As indicated above, I joined the blogging revolution largely due to peer pressure: everyone was doing it, and surely just once wouldn’t hurt. Like smoking, though, blogging proved addictive, and has since blown up into a larger part of my life than I anticipated. A weblog, as you may know, is created rather simply; in my case, I set up a free account with Blogger, adjusted a few preferences and settings, then wrote an entry. Blogger provides the web space, the URL, RSS feeds, and even templates. I need simply type in a textbox, click “Publish,” and voila! I am now a published author, my work disseminated to millions of potential readers via the magic of the internet.
The keyword being “potential.” At first, my only readers were a small group of family and friends who already had blogs. Slowly, more family members, friends, and friends of friends got caught up in the world of blogging and my readership grew. Two months into the life of my blog, though, my readers still consisted mostly of people I knew personally or who were connected to me through at most two degrees of separation. The internet makes widespread distribution of information possible in a technical sense, but the fact that people in Romania can read my blog doesn’t mean they are going to. First they need to know of its existence, and then they need to have a reason to read it. Both are fairly large obstacles, made larger perhaps by the very fact that widespread electronic distribution is so easy to come by these days. In a world with a million blogs, what makes any one stand out?
The readership of The Fobcave began to grow beyond the realm of friends and friends of friends with the advent of my first print publication, a pair of personal essays in an academic journal called Dialogue: A Journal of Mormon Thought. This print publication did two things, I believe: first, it lent me credibility as a “legitimate” author, because I had now been published “for real”; and second, it established that I could fulfill a unique information need.

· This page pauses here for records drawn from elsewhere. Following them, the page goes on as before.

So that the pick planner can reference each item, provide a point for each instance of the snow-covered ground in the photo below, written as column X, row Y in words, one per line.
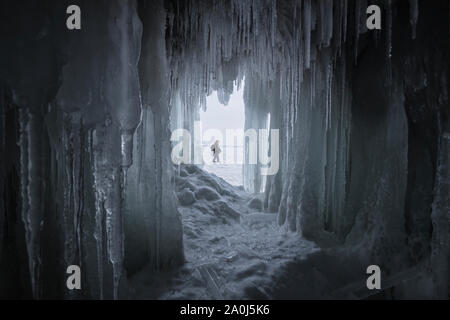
column 232, row 249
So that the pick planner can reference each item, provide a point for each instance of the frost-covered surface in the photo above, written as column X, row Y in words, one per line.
column 231, row 250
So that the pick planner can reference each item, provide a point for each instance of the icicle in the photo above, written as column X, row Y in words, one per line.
column 307, row 32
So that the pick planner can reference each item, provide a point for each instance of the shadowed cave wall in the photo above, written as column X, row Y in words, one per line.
column 86, row 176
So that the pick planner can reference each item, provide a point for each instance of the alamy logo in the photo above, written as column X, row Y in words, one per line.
column 260, row 146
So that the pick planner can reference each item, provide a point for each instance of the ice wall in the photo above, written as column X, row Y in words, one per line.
column 73, row 100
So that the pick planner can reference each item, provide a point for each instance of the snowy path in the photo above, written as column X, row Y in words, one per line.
column 232, row 251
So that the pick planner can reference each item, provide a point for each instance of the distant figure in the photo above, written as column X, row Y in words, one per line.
column 216, row 150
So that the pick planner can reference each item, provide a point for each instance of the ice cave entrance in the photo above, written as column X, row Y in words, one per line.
column 226, row 124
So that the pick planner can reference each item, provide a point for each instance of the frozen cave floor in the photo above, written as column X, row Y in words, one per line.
column 232, row 249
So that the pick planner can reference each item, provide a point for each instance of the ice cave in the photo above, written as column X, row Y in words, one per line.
column 87, row 178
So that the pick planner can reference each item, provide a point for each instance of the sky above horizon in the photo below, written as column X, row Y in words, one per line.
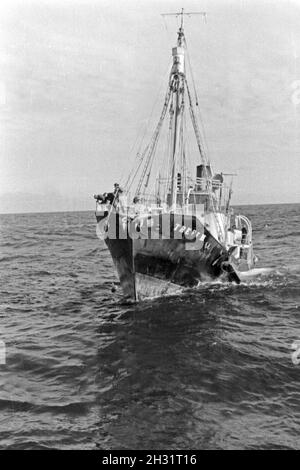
column 79, row 79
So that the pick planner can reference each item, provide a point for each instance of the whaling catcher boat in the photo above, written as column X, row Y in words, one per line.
column 171, row 225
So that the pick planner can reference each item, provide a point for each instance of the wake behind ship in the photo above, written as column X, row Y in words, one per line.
column 171, row 225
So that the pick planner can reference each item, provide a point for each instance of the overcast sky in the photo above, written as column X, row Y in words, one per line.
column 79, row 79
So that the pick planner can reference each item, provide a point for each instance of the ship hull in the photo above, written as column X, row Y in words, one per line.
column 151, row 267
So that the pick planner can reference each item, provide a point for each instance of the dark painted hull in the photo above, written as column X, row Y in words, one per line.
column 150, row 267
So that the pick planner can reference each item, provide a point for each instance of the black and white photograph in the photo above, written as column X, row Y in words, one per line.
column 149, row 227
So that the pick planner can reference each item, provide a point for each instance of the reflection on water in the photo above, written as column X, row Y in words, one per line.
column 211, row 368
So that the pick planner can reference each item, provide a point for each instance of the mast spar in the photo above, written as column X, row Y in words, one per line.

The first factor raises an important question about authorship in the Information Age. If we transition from a book publisher, copy-based economic model to the web publisher, digital-based economic model that Kevin Kelly suggests in “Scan This Book!” then who will determine credibility and legitimacy? For several centuries, we have relied on publishers to decide what is worthy of publication, on editors to give their stamp of approval, on bookbinders to make it all official. Now that some random kid who calls himself Master Fob can publish his work just as easily as David Sedaris can, what external signals distinguish the two? Surely there is an obvious difference in quality between a good writer and a poor one, but the average reader’s perception of that difference is influenced heavily by the official appearance of a bound book in a professional-looking cover, as opposed to a bunch of words thrown onto an amateur website. In the current transitional stage between print and digital media, print publication carries a weight of authority. (Granted, Random House carries more weight than an esoteric journal with as limited a scope as Dialogue has, but I still think it made some difference.) It will be interesting to see if authority-granting entities will rise to replace publishing houses, or if the rise of digital media will lead to the elimination of mainstream media, leaving only “Long Tail” niche markets.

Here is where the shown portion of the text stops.